Redshift in your workspace account queries organization data stored in separate AWS accounts using cross-account IAM roles:
Workspace Redshift → Assumes OrgDataCatalogRole → Reads Org S3 + Glue Catalog
  • OrgDataCatalogRole is an IAM role in each organization’s account that trusts the workspace’s Redshift role.
  • Redshift Spectrum queries S3 data directly via external tables — no data copying required.
  • Glue Data Catalog provides schema metadata for these external tables.

Redshift Spectrum

Redshift Spectrum enables querying data directly in S3 without loading it into Redshift tables. This is used for:
  • Querying large datasets that don’t need to be materialized in the warehouse.
  • Accessing the latest organization data immediately after upload (via Glue catalog references).

Snowflake (via Datapiary)

For organizations that need Snowflake alongside Redshift, Brighthive provides Snowflake integration through Datapiary:
  • Organizations can sync data from their S3 data lake to Snowflake.
  • Snowflake assumes the OrgDataCatalogRole to access organization S3 data via cross-account IAM.
  • DBT Cloud transformations can run against Snowflake in addition to Redshift.
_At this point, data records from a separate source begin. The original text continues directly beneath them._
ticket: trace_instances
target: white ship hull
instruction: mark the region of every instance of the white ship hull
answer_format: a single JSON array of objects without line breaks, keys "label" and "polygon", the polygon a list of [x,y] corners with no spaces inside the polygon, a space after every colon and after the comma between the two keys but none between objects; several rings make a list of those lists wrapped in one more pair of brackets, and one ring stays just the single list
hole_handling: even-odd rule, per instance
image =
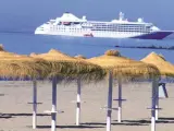
[{"label": "white ship hull", "polygon": [[136,37],[144,34],[125,34],[125,33],[100,33],[94,32],[92,36],[84,36],[85,33],[63,33],[63,32],[41,32],[36,31],[35,34],[37,35],[60,35],[60,36],[73,36],[73,37],[103,37],[103,38],[130,38]]}]

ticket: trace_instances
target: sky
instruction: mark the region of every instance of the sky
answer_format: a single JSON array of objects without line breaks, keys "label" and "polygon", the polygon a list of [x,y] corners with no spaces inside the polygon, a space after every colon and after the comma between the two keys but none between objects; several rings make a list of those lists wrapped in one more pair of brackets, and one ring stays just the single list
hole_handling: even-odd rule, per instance
[{"label": "sky", "polygon": [[174,29],[173,5],[174,0],[0,0],[0,28],[33,28],[66,11],[111,21],[122,11],[129,21],[144,17],[162,29]]}]

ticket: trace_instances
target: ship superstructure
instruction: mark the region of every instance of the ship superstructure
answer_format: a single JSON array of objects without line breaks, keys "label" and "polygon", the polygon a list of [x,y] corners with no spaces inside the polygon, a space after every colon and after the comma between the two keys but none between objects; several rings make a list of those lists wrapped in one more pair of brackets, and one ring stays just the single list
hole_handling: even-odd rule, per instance
[{"label": "ship superstructure", "polygon": [[61,17],[50,20],[35,31],[35,34],[45,35],[142,39],[163,39],[172,33],[161,31],[152,23],[144,22],[141,17],[136,22],[129,22],[122,12],[117,20],[110,22],[88,21],[86,16],[79,19],[65,12]]}]

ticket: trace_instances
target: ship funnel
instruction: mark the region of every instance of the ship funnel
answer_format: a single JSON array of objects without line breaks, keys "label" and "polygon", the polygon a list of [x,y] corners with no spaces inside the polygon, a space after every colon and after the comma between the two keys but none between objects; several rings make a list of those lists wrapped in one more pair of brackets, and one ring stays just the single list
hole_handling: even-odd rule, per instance
[{"label": "ship funnel", "polygon": [[123,21],[123,20],[124,20],[124,13],[120,12],[120,14],[119,14],[119,20],[120,20],[120,21]]},{"label": "ship funnel", "polygon": [[83,16],[83,20],[86,20],[86,16],[85,16],[85,15]]},{"label": "ship funnel", "polygon": [[142,22],[144,22],[144,19],[139,17],[139,19],[138,19],[138,22],[139,22],[139,23],[142,23]]}]

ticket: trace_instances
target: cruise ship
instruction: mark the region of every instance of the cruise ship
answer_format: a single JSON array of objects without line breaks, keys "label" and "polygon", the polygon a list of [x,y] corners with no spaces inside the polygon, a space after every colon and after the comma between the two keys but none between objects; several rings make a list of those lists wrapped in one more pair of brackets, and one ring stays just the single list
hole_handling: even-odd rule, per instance
[{"label": "cruise ship", "polygon": [[139,17],[130,22],[120,12],[119,19],[110,22],[88,21],[86,16],[77,17],[65,12],[61,17],[50,20],[38,26],[35,34],[64,35],[78,37],[105,37],[105,38],[139,38],[139,39],[164,39],[172,36],[172,31],[161,31],[152,23],[144,22]]}]

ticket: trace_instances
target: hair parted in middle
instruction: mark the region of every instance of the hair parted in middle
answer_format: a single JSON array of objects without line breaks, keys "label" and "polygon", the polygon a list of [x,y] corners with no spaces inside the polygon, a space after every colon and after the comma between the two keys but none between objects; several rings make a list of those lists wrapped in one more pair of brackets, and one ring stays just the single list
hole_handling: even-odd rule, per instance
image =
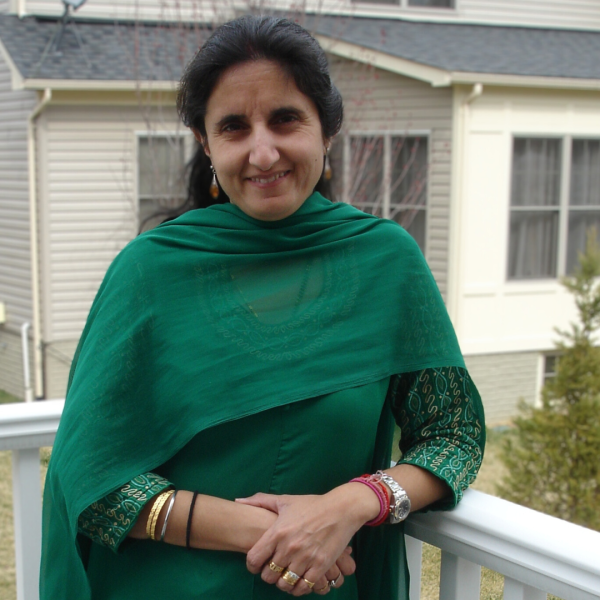
[{"label": "hair parted in middle", "polygon": [[177,96],[184,124],[206,135],[206,106],[219,77],[254,60],[278,63],[317,107],[325,139],[343,120],[342,96],[333,85],[325,52],[306,29],[282,17],[247,15],[218,27],[187,65]]}]

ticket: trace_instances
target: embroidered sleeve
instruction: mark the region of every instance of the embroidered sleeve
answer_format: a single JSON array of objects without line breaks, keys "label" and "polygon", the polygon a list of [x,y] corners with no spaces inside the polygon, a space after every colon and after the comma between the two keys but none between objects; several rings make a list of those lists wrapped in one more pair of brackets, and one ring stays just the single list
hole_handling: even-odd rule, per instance
[{"label": "embroidered sleeve", "polygon": [[401,430],[399,463],[443,479],[452,497],[429,509],[452,508],[474,481],[483,458],[485,423],[477,388],[466,369],[445,367],[398,375],[391,391]]},{"label": "embroidered sleeve", "polygon": [[88,506],[77,524],[79,533],[116,552],[148,500],[172,484],[156,475],[138,475]]}]

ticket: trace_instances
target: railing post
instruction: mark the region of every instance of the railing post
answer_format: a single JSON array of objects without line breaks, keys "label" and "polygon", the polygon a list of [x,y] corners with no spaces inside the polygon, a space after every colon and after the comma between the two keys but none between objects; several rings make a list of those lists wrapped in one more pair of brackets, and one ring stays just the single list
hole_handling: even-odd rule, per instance
[{"label": "railing post", "polygon": [[456,554],[442,552],[440,600],[479,600],[481,567]]},{"label": "railing post", "polygon": [[504,600],[546,600],[548,595],[520,581],[504,578]]},{"label": "railing post", "polygon": [[42,547],[39,448],[13,450],[17,600],[38,600]]},{"label": "railing post", "polygon": [[423,563],[423,542],[409,535],[405,536],[406,558],[410,573],[410,600],[421,598],[421,565]]}]

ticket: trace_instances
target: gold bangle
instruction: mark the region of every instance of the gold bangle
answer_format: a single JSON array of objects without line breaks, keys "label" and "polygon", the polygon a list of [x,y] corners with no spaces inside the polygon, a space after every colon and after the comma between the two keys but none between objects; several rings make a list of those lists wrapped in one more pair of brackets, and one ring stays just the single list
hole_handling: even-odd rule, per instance
[{"label": "gold bangle", "polygon": [[[158,496],[152,510],[150,511],[150,517],[148,521],[150,523],[150,535],[148,536],[151,540],[156,541],[155,533],[156,533],[156,524],[158,523],[158,518],[160,517],[160,513],[163,509],[163,506],[167,502],[167,500],[171,497],[171,495],[175,492],[175,490],[169,490],[168,492],[163,492]],[[148,533],[148,525],[146,525],[146,532]]]}]

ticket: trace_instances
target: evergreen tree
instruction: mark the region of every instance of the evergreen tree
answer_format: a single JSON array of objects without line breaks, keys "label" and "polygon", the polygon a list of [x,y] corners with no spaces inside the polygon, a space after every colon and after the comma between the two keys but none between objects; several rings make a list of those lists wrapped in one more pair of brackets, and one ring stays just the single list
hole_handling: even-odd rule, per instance
[{"label": "evergreen tree", "polygon": [[600,531],[600,247],[590,231],[575,275],[562,284],[573,294],[578,322],[557,330],[556,376],[542,406],[521,404],[505,445],[503,498]]}]

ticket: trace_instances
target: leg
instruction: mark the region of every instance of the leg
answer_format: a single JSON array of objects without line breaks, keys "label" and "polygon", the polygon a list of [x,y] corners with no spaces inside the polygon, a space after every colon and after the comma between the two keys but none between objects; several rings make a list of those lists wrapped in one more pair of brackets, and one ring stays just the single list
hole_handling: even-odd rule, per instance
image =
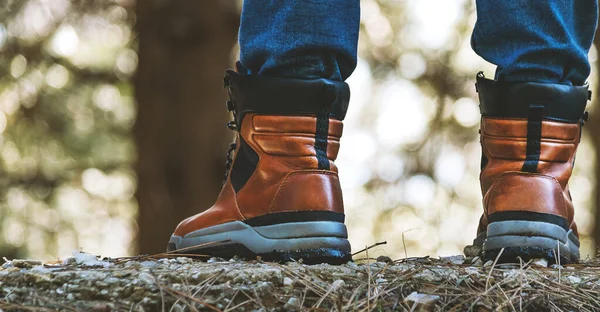
[{"label": "leg", "polygon": [[597,0],[477,0],[471,45],[496,79],[583,85]]},{"label": "leg", "polygon": [[345,80],[356,66],[358,0],[245,0],[244,74]]},{"label": "leg", "polygon": [[[486,260],[579,260],[569,192],[586,120],[596,0],[478,0],[472,45],[498,65],[477,77]],[[560,257],[559,257],[560,255]]]},{"label": "leg", "polygon": [[[227,108],[238,131],[221,194],[168,250],[305,263],[351,260],[334,160],[356,65],[359,0],[247,0]],[[233,157],[231,157],[233,156]]]}]

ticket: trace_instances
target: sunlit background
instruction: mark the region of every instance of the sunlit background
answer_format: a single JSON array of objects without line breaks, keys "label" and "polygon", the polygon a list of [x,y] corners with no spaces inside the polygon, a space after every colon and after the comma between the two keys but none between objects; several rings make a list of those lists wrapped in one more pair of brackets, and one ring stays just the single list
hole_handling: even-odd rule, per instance
[{"label": "sunlit background", "polygon": [[[1,3],[0,256],[137,253],[135,1]],[[337,161],[354,250],[387,241],[371,252],[455,255],[474,238],[474,78],[494,73],[471,51],[475,18],[473,1],[362,1]],[[584,256],[595,252],[588,135],[571,180]]]}]

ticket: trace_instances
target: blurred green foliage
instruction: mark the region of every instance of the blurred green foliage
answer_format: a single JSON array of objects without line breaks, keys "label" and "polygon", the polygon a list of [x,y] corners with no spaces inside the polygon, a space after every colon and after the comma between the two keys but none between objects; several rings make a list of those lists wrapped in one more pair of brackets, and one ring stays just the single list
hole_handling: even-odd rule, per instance
[{"label": "blurred green foliage", "polygon": [[133,3],[1,2],[0,255],[128,253]]}]

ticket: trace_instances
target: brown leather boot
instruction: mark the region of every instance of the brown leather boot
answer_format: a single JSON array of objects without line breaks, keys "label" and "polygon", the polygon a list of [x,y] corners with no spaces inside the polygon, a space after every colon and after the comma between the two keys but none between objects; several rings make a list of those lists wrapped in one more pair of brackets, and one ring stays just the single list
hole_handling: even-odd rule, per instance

How Data Gets Into Your Warehouse

  1. Organization uploads data to their S3 data lake.
  2. Glue crawlers auto-detect the schema and update the Glue Data Catalog.
  3. Redshift Spectrum creates external tables pointing to the organization’s S3 and Glue catalog.
  4. Metadata is synced to Neo4j, making the data discoverable by BrightAgent and the webapp.
  5. Optionally, data is synced to Snowflake for organizations that use it.